While the underlying design goals of better performance, power, and area/cost remain the same as always, the methodologies to enable those goals have changed significantly as technology evolves. But to minimize issues, co-optimization strategies must begin on day one of next-generation technology development. “We’ve been working with DTCO for something like…well, forever,” says Kenneth Larsen, senior director of 3D IC product development at Synopsys. “What’s really changing is this idea of taking this to the next level, including the package, routings, and using all available options for resolving bottlenecks in the system. We can also uncover new opportunities for improving performance, power delivery, yield, etc., so STCO expands the scope of where we came from with DTCO.”
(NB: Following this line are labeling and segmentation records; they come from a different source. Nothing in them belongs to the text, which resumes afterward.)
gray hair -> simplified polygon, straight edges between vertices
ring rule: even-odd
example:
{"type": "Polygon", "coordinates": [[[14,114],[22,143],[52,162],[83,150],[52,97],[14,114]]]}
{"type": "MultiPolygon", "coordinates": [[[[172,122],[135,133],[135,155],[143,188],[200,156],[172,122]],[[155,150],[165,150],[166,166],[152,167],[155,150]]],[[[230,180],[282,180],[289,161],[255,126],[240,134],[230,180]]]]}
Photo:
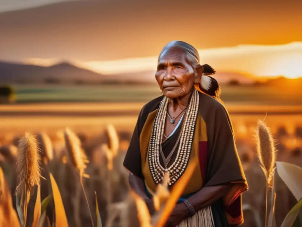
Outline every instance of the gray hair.
{"type": "Polygon", "coordinates": [[[179,47],[183,50],[186,54],[187,60],[192,64],[199,64],[199,54],[197,50],[193,46],[182,41],[172,41],[167,44],[160,51],[158,59],[164,53],[174,47],[179,47]]]}

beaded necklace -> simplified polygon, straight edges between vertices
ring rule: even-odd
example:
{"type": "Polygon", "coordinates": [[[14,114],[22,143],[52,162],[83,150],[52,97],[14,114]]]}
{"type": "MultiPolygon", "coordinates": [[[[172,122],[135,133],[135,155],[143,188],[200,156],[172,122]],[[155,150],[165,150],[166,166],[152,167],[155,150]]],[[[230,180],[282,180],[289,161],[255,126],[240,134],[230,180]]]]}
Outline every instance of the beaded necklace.
{"type": "Polygon", "coordinates": [[[185,118],[180,132],[179,146],[176,158],[169,167],[162,166],[159,161],[159,154],[169,99],[165,97],[161,102],[153,125],[148,152],[150,171],[153,180],[157,184],[166,175],[168,177],[169,186],[172,185],[181,176],[188,166],[198,112],[199,98],[197,90],[194,89],[184,116],[185,118]]]}

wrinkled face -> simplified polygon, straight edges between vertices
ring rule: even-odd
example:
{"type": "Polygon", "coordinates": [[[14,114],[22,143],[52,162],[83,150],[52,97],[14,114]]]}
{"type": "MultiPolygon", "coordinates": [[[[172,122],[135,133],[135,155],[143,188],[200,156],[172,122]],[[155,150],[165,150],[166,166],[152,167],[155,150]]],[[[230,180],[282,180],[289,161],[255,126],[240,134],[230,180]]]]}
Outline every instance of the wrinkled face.
{"type": "Polygon", "coordinates": [[[177,98],[188,94],[200,79],[201,75],[186,56],[185,51],[174,47],[164,51],[159,59],[155,78],[168,98],[177,98]]]}

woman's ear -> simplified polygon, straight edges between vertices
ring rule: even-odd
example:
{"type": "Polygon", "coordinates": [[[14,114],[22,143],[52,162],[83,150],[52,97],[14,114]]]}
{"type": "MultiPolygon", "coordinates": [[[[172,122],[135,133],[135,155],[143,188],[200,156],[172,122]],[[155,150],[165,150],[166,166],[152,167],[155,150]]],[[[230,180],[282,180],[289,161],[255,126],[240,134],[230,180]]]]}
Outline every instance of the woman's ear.
{"type": "Polygon", "coordinates": [[[201,76],[204,72],[204,69],[202,66],[200,64],[198,64],[195,68],[195,77],[194,78],[194,83],[196,84],[199,84],[200,82],[201,76]]]}

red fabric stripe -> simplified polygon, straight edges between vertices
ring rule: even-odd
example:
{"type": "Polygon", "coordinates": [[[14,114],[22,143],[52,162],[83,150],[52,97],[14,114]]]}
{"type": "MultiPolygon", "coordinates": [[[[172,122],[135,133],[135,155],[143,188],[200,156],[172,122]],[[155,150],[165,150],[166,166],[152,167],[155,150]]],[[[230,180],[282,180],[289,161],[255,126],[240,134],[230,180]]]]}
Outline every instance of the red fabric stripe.
{"type": "Polygon", "coordinates": [[[241,196],[238,196],[235,201],[225,209],[227,212],[233,218],[236,218],[241,214],[241,196]]]}
{"type": "Polygon", "coordinates": [[[198,144],[198,158],[200,172],[202,177],[202,181],[204,182],[206,177],[206,170],[207,163],[207,141],[200,141],[198,144]]]}

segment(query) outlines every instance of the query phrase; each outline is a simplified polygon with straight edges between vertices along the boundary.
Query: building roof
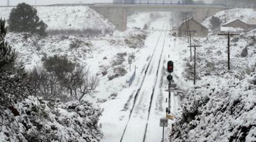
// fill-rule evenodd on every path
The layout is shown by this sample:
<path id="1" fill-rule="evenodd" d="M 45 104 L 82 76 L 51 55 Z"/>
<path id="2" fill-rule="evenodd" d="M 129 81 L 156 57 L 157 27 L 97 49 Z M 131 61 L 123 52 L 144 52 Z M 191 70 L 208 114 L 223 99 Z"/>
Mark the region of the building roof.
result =
<path id="1" fill-rule="evenodd" d="M 240 20 L 240 19 L 235 19 L 235 20 L 230 20 L 230 21 L 229 21 L 229 22 L 226 22 L 226 23 L 223 23 L 223 25 L 228 25 L 228 24 L 229 24 L 229 23 L 233 23 L 233 22 L 236 22 L 236 21 L 239 21 L 239 22 L 242 22 L 242 23 L 245 23 L 245 24 L 247 24 L 246 22 L 244 22 L 244 21 L 242 21 L 242 20 Z"/>
<path id="2" fill-rule="evenodd" d="M 182 22 L 181 23 L 180 23 L 180 26 L 179 26 L 179 27 L 181 27 L 181 25 L 182 25 L 183 23 L 184 23 L 185 22 L 186 22 L 187 21 L 188 21 L 188 20 L 192 20 L 192 21 L 194 21 L 195 23 L 197 23 L 197 24 L 198 24 L 198 25 L 200 25 L 203 28 L 205 28 L 205 29 L 207 29 L 208 30 L 208 28 L 207 28 L 207 27 L 204 27 L 203 25 L 202 25 L 200 23 L 199 23 L 198 22 L 197 22 L 197 21 L 196 21 L 195 19 L 193 19 L 193 17 L 191 17 L 191 18 L 190 18 L 190 19 L 187 19 L 187 20 L 184 20 L 184 21 L 183 21 L 183 22 Z"/>
<path id="3" fill-rule="evenodd" d="M 256 25 L 256 19 L 249 19 L 247 20 L 247 24 L 249 25 Z"/>

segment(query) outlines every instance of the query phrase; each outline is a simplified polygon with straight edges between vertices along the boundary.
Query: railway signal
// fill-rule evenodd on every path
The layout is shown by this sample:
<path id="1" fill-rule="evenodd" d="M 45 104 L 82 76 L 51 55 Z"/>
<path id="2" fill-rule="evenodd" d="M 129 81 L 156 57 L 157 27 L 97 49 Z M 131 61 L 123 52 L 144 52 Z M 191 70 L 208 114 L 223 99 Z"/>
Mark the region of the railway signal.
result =
<path id="1" fill-rule="evenodd" d="M 168 81 L 171 81 L 173 80 L 173 76 L 171 76 L 171 75 L 169 75 L 168 76 L 167 76 L 167 80 Z"/>
<path id="2" fill-rule="evenodd" d="M 164 127 L 168 127 L 168 119 L 160 119 L 160 127 L 163 127 L 163 138 L 162 142 L 164 141 Z"/>
<path id="3" fill-rule="evenodd" d="M 167 72 L 169 73 L 172 73 L 173 72 L 173 62 L 171 61 L 169 61 L 167 63 Z"/>

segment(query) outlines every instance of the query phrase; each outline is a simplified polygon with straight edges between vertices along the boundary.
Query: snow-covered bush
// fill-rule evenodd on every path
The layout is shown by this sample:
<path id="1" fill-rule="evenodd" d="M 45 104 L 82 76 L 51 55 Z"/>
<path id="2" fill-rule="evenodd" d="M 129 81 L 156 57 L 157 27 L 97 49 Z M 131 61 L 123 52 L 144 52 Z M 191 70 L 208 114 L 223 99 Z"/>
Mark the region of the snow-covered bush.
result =
<path id="1" fill-rule="evenodd" d="M 44 60 L 45 69 L 34 68 L 28 75 L 28 82 L 35 96 L 47 100 L 80 101 L 98 85 L 99 80 L 90 76 L 85 66 L 73 63 L 66 57 L 54 56 Z"/>
<path id="2" fill-rule="evenodd" d="M 248 49 L 247 49 L 247 47 L 245 47 L 242 50 L 241 57 L 245 57 L 247 56 L 247 55 L 248 55 Z"/>
<path id="3" fill-rule="evenodd" d="M 6 141 L 99 141 L 101 111 L 87 101 L 66 104 L 29 97 L 15 107 L 20 115 L 1 111 L 0 139 Z"/>
<path id="4" fill-rule="evenodd" d="M 8 23 L 12 31 L 31 32 L 46 35 L 47 25 L 42 20 L 39 20 L 36 9 L 25 3 L 19 4 L 12 9 Z"/>
<path id="5" fill-rule="evenodd" d="M 0 19 L 0 110 L 13 105 L 25 98 L 31 93 L 26 83 L 24 67 L 15 64 L 17 54 L 14 50 L 5 43 L 7 33 L 5 20 Z"/>
<path id="6" fill-rule="evenodd" d="M 171 141 L 255 141 L 256 73 L 204 77 L 182 101 Z"/>

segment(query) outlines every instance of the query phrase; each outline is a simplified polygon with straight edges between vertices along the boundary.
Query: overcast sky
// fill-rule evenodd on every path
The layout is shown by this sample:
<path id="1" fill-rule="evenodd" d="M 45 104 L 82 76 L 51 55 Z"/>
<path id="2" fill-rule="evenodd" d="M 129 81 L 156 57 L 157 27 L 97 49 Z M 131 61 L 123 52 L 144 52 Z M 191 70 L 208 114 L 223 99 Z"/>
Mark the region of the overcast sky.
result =
<path id="1" fill-rule="evenodd" d="M 92 2 L 112 2 L 113 0 L 9 0 L 11 6 L 17 5 L 18 3 L 26 2 L 31 5 L 35 5 L 35 1 L 38 5 L 47 5 L 57 3 L 92 3 Z M 143 1 L 143 0 L 142 0 Z M 165 0 L 166 1 L 170 0 Z M 175 1 L 175 0 L 173 0 Z M 6 6 L 7 0 L 0 0 L 0 6 Z M 209 3 L 211 0 L 205 0 L 205 2 Z"/>

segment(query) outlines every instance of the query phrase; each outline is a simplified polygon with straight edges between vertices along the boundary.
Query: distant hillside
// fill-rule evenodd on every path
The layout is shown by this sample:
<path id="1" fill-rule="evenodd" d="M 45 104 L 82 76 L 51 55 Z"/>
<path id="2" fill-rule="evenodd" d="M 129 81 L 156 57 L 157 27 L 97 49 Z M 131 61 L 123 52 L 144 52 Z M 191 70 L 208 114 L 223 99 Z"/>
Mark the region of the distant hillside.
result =
<path id="1" fill-rule="evenodd" d="M 221 20 L 221 24 L 235 19 L 239 19 L 246 22 L 248 19 L 256 19 L 256 11 L 254 10 L 253 9 L 233 9 L 220 11 L 213 15 L 213 16 L 218 17 Z M 208 29 L 212 28 L 210 22 L 211 17 L 212 16 L 206 19 L 202 23 L 203 26 Z"/>
<path id="2" fill-rule="evenodd" d="M 0 17 L 9 19 L 12 7 L 0 7 Z M 106 19 L 88 6 L 36 7 L 40 19 L 48 30 L 110 29 L 114 25 Z"/>

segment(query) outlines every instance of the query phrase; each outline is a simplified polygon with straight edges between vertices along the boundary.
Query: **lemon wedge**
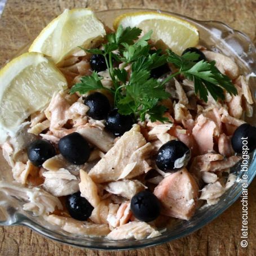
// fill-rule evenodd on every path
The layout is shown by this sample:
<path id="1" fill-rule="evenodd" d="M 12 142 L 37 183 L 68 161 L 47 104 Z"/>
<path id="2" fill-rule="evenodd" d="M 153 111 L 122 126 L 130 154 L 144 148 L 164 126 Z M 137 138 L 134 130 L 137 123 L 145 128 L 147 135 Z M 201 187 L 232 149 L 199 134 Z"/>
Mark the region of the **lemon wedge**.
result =
<path id="1" fill-rule="evenodd" d="M 103 24 L 90 9 L 66 9 L 36 38 L 29 52 L 41 52 L 58 64 L 78 50 L 90 48 L 106 34 Z"/>
<path id="2" fill-rule="evenodd" d="M 67 88 L 64 76 L 42 54 L 27 52 L 0 70 L 0 144 L 13 136 L 30 114 Z"/>
<path id="3" fill-rule="evenodd" d="M 153 12 L 123 14 L 114 21 L 115 29 L 119 25 L 140 28 L 143 32 L 153 30 L 151 39 L 156 45 L 164 49 L 171 48 L 181 55 L 188 47 L 198 43 L 199 34 L 196 27 L 189 23 L 167 14 Z"/>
While DTCO tackles all the intricacies of design through chip fabrication, in STCO the chips or chiplets already are fabricated. That allows architects and engineers to zero in on the best ways of arranging chips, selecting the right die-to-die interfaces and protocols, selecting the right interposer/substrates, and learning how to test these multi-chiplet systems in the context of low pin availability and other constraints. “Right from the start it gets into, for instance, warpage as one issue among thousands of issues, bringing together the whole gamut of challenges that emerge when you are bringing up much larger systems,” says Larsen.

Fig. 1: System co-optimization hierarchy. Source: Photo from IEDM 2022/Intel Corp.

Fruits of co-optimization
DTCO/STCO takes a holistic view of how devices interact with each other, and how they meet multiple requirements simultaneously, and it drives chipmakers to look for new ways of building devices. One of the most dramatic examples where this technology played a leading role is backside power delivery (BPD), in which signal paths are decoupled from the power delivery network and optimized on the front side of the wafer. Power and ground signals move to the wafer’s back side to more efficiently deliver power to the transistors via a power rail and nano-TSVs.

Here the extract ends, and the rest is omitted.